IPv6 for Azure VNET is a foundational feature set which enables customers to host dual stack (IPv4+IPv6) applications in Azure. We intend to add IPv6 support to more Azure networking features over time and eventually to offer dual stack versions of Azure PaaS services but in the meantime all Azure PaaS services can be accessed via the IPv4 endpoints on dual stack Virtual Machines.
The current IPv6 for Azure virtual network release has the following limitations:
- VPN gateways currently support IPv4 traffic only, but they still CAN be deployed in a Dual-stacked VNET using Azure PowerShell and Azure CLI commands only.
- Dual-stack configurations that use Floating IP can only be used with Public load balancers (not Internal load balancers)
- Application Gateway v2 does not currently support IPv6. It can operate in a dual stack VNet using only IPv4, but the gateway subnet must be IPv4-only. Application Gateway v1 does not support dual stack VNets.
- The Azure platform (AKS, etc.) does not support IPv6 communication for Containers.
- IPv6-only Virtual Machines or Virtual Machines Scale Sets are not supported, each NIC must include at least one IPv4 IP configuration.

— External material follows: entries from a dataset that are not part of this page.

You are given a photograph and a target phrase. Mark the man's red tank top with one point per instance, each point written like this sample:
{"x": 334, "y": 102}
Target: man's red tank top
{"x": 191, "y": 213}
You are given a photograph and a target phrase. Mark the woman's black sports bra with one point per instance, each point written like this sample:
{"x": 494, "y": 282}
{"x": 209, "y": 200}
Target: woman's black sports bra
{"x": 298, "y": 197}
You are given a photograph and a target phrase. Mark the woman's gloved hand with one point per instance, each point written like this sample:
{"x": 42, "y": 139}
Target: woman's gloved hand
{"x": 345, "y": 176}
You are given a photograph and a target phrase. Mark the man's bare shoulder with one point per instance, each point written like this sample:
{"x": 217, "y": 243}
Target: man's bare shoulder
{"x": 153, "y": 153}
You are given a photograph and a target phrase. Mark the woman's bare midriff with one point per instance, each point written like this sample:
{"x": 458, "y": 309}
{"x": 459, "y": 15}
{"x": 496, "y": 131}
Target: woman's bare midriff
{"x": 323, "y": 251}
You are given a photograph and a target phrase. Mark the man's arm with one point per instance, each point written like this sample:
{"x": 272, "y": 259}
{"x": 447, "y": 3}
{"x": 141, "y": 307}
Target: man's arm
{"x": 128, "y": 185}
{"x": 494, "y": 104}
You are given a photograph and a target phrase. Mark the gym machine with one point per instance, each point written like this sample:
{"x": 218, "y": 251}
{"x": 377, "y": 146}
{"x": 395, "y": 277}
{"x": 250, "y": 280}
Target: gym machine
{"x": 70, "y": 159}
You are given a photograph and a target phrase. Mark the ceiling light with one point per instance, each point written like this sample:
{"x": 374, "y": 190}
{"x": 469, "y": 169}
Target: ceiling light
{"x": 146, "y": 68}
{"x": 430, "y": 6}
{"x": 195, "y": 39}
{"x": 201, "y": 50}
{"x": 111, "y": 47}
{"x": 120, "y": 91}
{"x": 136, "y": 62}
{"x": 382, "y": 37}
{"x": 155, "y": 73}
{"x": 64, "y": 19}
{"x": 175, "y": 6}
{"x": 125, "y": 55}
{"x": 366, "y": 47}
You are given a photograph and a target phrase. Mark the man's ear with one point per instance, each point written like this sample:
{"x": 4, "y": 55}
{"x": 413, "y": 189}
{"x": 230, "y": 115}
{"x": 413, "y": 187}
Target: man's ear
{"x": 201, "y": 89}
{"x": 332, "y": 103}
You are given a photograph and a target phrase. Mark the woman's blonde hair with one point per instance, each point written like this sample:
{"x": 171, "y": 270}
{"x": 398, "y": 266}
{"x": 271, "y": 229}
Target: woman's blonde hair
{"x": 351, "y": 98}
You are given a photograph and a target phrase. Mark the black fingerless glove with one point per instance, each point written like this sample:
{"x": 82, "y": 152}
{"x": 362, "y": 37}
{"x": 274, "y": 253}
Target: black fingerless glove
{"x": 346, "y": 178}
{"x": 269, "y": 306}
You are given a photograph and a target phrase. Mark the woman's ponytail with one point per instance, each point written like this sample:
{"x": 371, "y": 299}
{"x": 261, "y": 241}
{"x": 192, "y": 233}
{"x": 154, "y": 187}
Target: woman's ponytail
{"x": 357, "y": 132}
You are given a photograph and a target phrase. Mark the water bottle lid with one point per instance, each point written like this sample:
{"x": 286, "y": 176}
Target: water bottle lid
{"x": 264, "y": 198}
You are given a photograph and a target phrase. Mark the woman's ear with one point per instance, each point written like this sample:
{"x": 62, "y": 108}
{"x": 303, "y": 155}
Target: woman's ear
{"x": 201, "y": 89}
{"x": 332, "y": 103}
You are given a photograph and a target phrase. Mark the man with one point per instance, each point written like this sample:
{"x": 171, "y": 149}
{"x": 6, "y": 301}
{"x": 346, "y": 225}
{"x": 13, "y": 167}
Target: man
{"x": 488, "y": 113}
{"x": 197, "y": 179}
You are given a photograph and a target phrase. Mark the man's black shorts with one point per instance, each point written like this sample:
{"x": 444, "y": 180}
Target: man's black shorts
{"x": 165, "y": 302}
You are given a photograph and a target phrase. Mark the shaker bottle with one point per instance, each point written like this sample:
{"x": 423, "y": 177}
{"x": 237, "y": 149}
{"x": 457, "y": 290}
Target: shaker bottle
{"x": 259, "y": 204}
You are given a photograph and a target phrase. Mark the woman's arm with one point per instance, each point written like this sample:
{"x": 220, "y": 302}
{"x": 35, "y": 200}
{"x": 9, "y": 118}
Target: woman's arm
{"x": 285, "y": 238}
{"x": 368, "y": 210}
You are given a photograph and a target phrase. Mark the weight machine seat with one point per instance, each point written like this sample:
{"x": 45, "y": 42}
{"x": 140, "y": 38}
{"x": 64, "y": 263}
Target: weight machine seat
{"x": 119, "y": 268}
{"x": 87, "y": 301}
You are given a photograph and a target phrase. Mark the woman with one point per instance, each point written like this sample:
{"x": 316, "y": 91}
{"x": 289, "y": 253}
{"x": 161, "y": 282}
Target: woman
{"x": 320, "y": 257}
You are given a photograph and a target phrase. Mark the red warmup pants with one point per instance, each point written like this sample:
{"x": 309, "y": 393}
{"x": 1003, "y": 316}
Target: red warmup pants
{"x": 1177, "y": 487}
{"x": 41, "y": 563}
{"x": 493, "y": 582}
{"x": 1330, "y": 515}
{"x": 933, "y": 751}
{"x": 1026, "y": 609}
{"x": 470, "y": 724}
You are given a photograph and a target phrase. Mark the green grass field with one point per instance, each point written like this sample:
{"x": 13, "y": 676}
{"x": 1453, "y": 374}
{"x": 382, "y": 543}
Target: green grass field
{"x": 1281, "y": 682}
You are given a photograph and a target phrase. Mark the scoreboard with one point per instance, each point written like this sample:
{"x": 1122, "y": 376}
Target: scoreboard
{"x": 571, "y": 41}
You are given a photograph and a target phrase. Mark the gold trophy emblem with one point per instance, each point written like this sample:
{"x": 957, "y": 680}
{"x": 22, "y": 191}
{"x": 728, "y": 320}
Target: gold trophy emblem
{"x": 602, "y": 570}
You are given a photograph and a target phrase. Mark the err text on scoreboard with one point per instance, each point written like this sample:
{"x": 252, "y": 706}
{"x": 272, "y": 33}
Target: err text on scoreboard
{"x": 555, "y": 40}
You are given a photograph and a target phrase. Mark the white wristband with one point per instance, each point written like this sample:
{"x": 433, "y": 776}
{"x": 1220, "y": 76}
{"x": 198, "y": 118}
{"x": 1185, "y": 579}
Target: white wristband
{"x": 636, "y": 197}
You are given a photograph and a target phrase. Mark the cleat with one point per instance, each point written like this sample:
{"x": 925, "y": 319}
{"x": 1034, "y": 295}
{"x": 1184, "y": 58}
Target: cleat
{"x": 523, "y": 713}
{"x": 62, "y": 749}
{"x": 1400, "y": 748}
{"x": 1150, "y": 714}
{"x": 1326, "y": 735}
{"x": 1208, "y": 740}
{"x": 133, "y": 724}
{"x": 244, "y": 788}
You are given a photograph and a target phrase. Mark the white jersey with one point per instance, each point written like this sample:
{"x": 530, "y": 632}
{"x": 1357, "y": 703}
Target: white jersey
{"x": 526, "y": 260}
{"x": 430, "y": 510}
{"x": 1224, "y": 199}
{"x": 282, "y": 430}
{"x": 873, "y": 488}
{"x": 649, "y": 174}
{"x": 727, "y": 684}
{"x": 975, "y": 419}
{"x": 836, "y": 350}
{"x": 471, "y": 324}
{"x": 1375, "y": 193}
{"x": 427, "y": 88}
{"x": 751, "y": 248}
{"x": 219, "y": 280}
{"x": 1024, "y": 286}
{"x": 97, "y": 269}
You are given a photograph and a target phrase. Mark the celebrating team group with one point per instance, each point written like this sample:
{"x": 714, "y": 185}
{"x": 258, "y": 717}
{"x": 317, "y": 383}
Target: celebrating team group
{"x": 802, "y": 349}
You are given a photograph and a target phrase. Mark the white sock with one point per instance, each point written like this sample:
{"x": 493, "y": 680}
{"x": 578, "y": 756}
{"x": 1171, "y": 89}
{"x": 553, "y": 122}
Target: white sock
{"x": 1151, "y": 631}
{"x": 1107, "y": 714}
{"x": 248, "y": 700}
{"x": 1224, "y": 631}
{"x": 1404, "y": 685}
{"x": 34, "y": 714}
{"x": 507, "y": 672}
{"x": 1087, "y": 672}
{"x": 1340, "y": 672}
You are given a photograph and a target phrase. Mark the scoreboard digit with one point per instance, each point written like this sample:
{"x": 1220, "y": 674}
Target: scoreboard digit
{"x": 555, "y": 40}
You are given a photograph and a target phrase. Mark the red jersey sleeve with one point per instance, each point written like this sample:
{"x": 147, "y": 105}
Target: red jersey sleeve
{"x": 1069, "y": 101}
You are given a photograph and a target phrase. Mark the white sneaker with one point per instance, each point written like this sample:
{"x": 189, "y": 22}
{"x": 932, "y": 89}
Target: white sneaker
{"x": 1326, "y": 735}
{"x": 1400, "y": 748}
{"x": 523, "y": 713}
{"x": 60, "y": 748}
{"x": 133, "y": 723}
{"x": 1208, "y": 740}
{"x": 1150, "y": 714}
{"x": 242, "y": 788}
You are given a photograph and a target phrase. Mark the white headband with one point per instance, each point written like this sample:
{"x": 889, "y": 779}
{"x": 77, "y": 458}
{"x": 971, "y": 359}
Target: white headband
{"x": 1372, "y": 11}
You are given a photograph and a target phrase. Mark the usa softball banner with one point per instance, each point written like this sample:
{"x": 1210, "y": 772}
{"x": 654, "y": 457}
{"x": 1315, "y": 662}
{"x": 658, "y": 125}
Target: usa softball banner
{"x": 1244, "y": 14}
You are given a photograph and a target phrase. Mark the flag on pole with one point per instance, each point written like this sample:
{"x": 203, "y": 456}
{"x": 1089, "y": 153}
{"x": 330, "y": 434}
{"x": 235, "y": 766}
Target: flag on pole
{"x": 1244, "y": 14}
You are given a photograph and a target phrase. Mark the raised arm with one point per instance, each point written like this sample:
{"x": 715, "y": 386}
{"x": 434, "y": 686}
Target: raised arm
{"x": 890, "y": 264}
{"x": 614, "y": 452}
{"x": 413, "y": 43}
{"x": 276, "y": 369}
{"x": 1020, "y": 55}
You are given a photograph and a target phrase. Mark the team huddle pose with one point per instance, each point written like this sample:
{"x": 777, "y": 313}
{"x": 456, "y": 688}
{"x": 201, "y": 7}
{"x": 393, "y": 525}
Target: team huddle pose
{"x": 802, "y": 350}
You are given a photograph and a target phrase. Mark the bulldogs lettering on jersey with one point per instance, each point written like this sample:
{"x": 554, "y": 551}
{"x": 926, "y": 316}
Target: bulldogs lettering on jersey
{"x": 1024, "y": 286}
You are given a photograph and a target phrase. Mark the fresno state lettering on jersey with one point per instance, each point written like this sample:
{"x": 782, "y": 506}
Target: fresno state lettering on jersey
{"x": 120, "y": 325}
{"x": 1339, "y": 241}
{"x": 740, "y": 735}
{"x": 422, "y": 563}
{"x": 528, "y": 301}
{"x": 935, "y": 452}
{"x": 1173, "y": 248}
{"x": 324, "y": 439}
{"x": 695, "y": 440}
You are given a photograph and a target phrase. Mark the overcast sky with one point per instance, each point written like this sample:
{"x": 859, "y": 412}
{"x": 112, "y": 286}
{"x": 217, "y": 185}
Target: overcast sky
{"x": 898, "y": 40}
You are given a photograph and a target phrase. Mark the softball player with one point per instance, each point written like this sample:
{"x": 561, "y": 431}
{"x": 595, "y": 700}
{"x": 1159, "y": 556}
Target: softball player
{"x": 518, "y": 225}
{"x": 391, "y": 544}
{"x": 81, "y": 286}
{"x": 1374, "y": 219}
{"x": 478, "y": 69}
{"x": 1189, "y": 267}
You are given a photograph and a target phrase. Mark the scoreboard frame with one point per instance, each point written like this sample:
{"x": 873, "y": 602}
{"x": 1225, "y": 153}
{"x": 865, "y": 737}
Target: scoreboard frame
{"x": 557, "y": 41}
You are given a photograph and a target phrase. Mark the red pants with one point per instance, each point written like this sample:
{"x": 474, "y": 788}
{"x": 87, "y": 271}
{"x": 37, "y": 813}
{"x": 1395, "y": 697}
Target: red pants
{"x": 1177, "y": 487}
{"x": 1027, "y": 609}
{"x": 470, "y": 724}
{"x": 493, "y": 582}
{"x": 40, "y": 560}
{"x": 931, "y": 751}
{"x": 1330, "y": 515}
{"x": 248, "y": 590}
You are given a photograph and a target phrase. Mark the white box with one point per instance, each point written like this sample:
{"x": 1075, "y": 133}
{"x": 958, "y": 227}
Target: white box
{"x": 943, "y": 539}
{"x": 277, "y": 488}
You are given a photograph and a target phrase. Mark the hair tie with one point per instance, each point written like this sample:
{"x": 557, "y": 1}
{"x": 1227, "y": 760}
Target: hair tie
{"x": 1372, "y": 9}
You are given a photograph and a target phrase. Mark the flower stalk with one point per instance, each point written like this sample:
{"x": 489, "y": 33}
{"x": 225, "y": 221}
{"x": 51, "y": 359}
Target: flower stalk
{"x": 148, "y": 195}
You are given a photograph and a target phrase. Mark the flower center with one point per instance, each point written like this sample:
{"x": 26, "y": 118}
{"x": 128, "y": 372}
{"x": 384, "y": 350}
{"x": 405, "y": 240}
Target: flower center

- When adding IPv6 to existing IPv4 deployments, IPv6 ranges can not be added to a VNET with existing resource navigation links.
- Forward DNS for IPv6 is supported for Azure public DNS today but Reverse DNS is not yet supported.
- While it is possible to create NSG rules for IPv4 and IPv6 within the same NSG, it is not currently possible to combine an IPv4 Subnet with an IPv6 subnet in the same rule when specifying IP prefixes.
- ICMPv6 is not currently supported in Network Security Groups.
- Azure Virtual WAN currently supports IPv4 traffic only.
- Azure Firewall doesn't currently support IPv6. It can operate in a dual stack VNet using only IPv4, but the firewall subnet must be IPv4-only.
There is no charge to use Public IPv6 Addresses or Public IPv6 Prefixes. Associated resources and bandwidth are charged at the same rates as IPv4. You can find details about pricing for public IP addresses, network bandwidth, or Load Balancer.